When we learn an instrument, we need to know we are making progress! That’s what keeps us motivated. If we feel like we are not making progress, there goes our motivation! This is why it is so important to have a clear and accurate picture of our progress.

Often the problem is our expectation of what progress looks like. Mistakenly, many of us think that progress is a steady uphill climb — but that is rarely what it looks like, especially when playing an instrument. This causes a problem for many learners because as long as things are going in the direction they expect, they stay excited and motivated. But as soon as we regress a bit or hit a plateau, we often feel that all is lost and then we start listening to the negativity in our head that tells us a myriad of half truths and even lies about our own ability.  So let’s take a look at what progress really does look like.

Using a MIDI software so that progress can be seen in numbers has been a great tool for our students and teachers.  Let me share Becca’s experience from the other day…

Becca’s working hard at piano!

Becca sat down at the piano-laptop and played a piece, Old German Dance, for the first time with the software. She received a score of 45% accuracy (this was after practicing the song at home, without the software, for at least a week, so she really knew it pretty well.) Keep in mind, playing with software like this requires you to be absolutely accurate in not only note and rhythm accuracy, but also in playing an exactly accurate tempo. It takes time and practice with the software before you even gain the skill of just playing right in time with it, so students who haven’t used the software a lot will score lower until they master that skill. (This doesn’t particularly bother me because we watch the numbers as they go up and it’s fun to watch that progress and know that you’re getting better!  Doesn’t really matter where you start, and THAT’S an important truth to accept when you’re learning, that we all start at a different place.) So, I asked her to write her score on a sticky note…45%.

Next, I asked her to play it again and write her 2nd score down…53%. It is exciting to see that simply by playing the piece a second time she increased her score by 7%! You might not expect any improvement simply from just playing it a second time, without any spot practice of any kind before assessing again. I find it interesting that students typically do not measure their own progress accurately. They think they are not improving, but that is simply not the case. It’s nice to be able to see this progress in numbers, since we are often not an accurate judge of our own improvement.
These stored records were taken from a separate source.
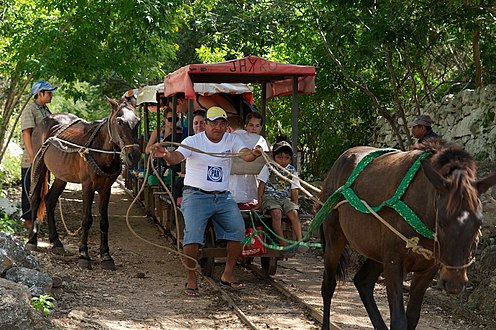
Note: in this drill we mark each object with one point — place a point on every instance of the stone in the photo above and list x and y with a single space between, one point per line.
16 310
14 248
39 283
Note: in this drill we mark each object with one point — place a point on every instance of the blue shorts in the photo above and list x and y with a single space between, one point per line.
198 207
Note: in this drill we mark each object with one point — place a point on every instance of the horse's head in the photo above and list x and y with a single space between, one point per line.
123 126
458 216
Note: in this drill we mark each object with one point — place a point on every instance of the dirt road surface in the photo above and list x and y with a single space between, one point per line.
147 289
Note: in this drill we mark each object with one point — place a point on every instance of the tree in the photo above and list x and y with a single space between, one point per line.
80 40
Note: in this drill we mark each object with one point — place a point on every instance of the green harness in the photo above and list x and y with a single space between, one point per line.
394 202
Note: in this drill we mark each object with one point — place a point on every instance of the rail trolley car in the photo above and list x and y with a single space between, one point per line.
276 79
When Becca showed me her second score, she was excited, and so I asked her to go back to the laptop-piano and keep playing it over and over (straight through — not always the best way to practice — but remember, she had already somewhat learned the piece). I directed her to write down EVERY score, until she either got a score she was happy with, or, felt frustrated and needed help. The next time I saw Becca was when she brought the above sticky note pictured, and had received 100%.  She was all smiles! Of course we cheered and celebrated, then we plotted the scores on a graph and analyzed what really happened.
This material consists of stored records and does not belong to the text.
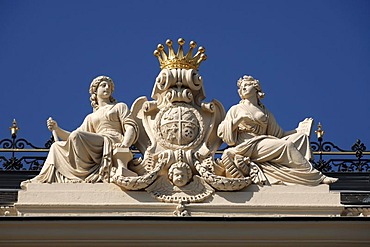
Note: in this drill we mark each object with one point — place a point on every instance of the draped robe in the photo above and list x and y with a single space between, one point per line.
86 156
283 159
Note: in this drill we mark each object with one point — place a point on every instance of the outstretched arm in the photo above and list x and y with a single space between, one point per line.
304 127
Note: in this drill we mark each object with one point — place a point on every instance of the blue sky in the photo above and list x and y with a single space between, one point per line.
311 57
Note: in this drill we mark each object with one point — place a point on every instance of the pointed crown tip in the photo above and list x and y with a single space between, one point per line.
178 60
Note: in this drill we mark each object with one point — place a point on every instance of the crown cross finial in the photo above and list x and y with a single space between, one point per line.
179 61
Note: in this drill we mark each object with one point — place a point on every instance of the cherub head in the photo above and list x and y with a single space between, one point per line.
180 174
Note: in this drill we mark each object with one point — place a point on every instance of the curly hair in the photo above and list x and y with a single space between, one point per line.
256 84
94 87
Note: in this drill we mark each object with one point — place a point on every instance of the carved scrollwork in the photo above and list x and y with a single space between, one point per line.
220 182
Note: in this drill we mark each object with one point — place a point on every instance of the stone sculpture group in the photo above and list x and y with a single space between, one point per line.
178 134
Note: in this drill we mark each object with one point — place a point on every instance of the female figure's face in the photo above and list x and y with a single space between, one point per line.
180 177
104 90
247 90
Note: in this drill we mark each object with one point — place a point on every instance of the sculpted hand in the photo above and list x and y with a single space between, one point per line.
52 124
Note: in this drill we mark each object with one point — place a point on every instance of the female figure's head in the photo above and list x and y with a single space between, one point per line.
94 90
249 87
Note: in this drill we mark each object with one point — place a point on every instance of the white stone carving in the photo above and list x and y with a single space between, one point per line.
86 154
178 135
255 137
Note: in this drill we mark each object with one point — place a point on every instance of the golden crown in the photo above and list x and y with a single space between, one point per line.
179 61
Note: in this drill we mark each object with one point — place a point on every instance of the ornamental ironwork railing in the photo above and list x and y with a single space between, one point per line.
21 155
Notice how her scores only went up a few times, NOT every time she played it.  We discussed that if this had been a NEW piece, there would have been more plateaus and more frequent drops, resulting in slower progress, so it would be important to look at the WHOLE picture, not just what is happening now.  I asked Becca how she felt when she experienced a score drop? She said, “I wanted to do it again!” I had a similar experience with a teenager recently. When I asked her the same question, she said, “I was mad and wondered what was wrong with me?!”  Whaaaat? Seems like the older we get, the more we are tempted to doubt our ability. Sad. It made me wonder how many times a student quits, right before they were going to make a breakthrough. After that discouraging 74%, it only took ONE MORE TRY for Becca to get 100%.  ONE. MORE. TRY.  

So, WHAT IS THE KEY?  What truly determines whether or not someone learns an instrument is really just one thing…

Be willing to give it ONE MORE TRY.  Always. And if you need a break, take one.  If you have a bad day, chalk it up to experience and life. But get back on the horse, every time you fall off. 

The older I get, the more perspective I have, and it is really something to look back on experiences with the eye of experience.  So many times I worried about details, felt overwhelmed, or doubted my ability, when really ALL that was needed was just to give it ONE MORE TRY.  

Of course we still want to be creative in our problem-solving.  We still want to learn what we can and be open to making adjustments in our approach to progress.  We live in an amazing time with many creative solutions to our problems. But it is so very important to take time to pat ourselves, and our students, on the back just for hanging in there.  The most important success to measure, is the success of our willingness to work at it and give it ONE MORE TRY. Celebrate THAT victory, and you WILL find progress.

Thank you, Becca, and all my students, for teaching me.  Once again I am improved by knowing YOU.